眼球運動を用いた感情解放ワーク:脳科学と体性感覚からの視点
はじめに
心と体の繋がりを重視した感情解放ワークでは、呼吸、姿勢、体の感覚など、様々な身体的なアプローチが用いられます。これらのアプローチは、感情が単なる心理的な現象ではなく、身体的な基盤を持つことを示唆しています。本稿では、これらの身体的な側面の中でも、比較的見落とされがちな「眼球運動」に焦点を当て、それがどのように感情処理に関わり、感情解放ワークに応用できるのかを、脳科学と体性感覚の視点から解説します。眼球の動きは、私たちの意識的なコントロール下にあると同時に、無意識的な脳機能や自律神経系の状態とも深く連動しています。この複雑な繋がりを理解することは、より包括的な心身アプローチを深める上で重要となります。
眼球運動、脳、そして感情の繋がり
私たちの脳は、視覚情報を処理する際に絶えず眼球を動かしています。この眼球運動には、素早く目標を捉える「サッケード(衝動性眼球運動)」や、動く物体を滑らかに追う「追従運動」、そして対象に焦点を合わせ続ける「固視」など、いくつかの種類があります。これらの眼球運動は、単に外界を認識するためだけでなく、記憶の固定、情報処理、そして感情処理にも関与していることが近年の神経科学研究で示唆されています。

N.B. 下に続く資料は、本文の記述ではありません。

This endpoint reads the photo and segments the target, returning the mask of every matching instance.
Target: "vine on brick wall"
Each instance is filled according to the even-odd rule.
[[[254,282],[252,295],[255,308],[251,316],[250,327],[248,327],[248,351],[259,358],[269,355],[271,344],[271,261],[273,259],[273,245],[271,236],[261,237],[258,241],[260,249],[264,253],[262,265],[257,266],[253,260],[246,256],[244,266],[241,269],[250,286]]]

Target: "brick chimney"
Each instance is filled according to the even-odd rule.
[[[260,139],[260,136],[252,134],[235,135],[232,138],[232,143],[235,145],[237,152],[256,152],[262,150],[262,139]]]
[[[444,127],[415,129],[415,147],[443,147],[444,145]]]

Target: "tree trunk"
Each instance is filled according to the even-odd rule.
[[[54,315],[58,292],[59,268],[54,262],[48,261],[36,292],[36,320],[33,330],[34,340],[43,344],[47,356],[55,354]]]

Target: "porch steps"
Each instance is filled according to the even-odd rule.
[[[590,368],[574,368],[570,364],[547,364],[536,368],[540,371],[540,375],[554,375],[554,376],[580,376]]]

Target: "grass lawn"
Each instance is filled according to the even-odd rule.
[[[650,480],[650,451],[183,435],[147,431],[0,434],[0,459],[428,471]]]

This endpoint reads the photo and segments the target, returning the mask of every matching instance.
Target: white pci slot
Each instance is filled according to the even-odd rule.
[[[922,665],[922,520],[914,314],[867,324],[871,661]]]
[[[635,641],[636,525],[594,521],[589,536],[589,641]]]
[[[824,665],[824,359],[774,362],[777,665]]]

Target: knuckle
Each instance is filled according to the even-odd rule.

特に、特定の眼球運動(例えば、左右への水平方向の運動)が、脳内の情報処理ネットワーク、特に扁桃体(感情反応の中枢)や海馬(記憶に関与)、前頭前野(思考、計画、情動制御に関与)といった領域の活動に影響を与える可能性が研究されています。これにより、過去の記憶やそれに伴う感情が再処理されたり、脱感作されたりするメカニズムが考えられています。これは、心的外傷後ストレス障害(PTSD)の治療法として知られるEMDR(眼球運動による脱感作と再処理法)の基礎的な考え方の一つとなっています。EMDRでは、意図的な眼球運動が、過去の苦痛な記憶と関連付けられた感情や身体感覚の強度を軽減するのに役立つとされています。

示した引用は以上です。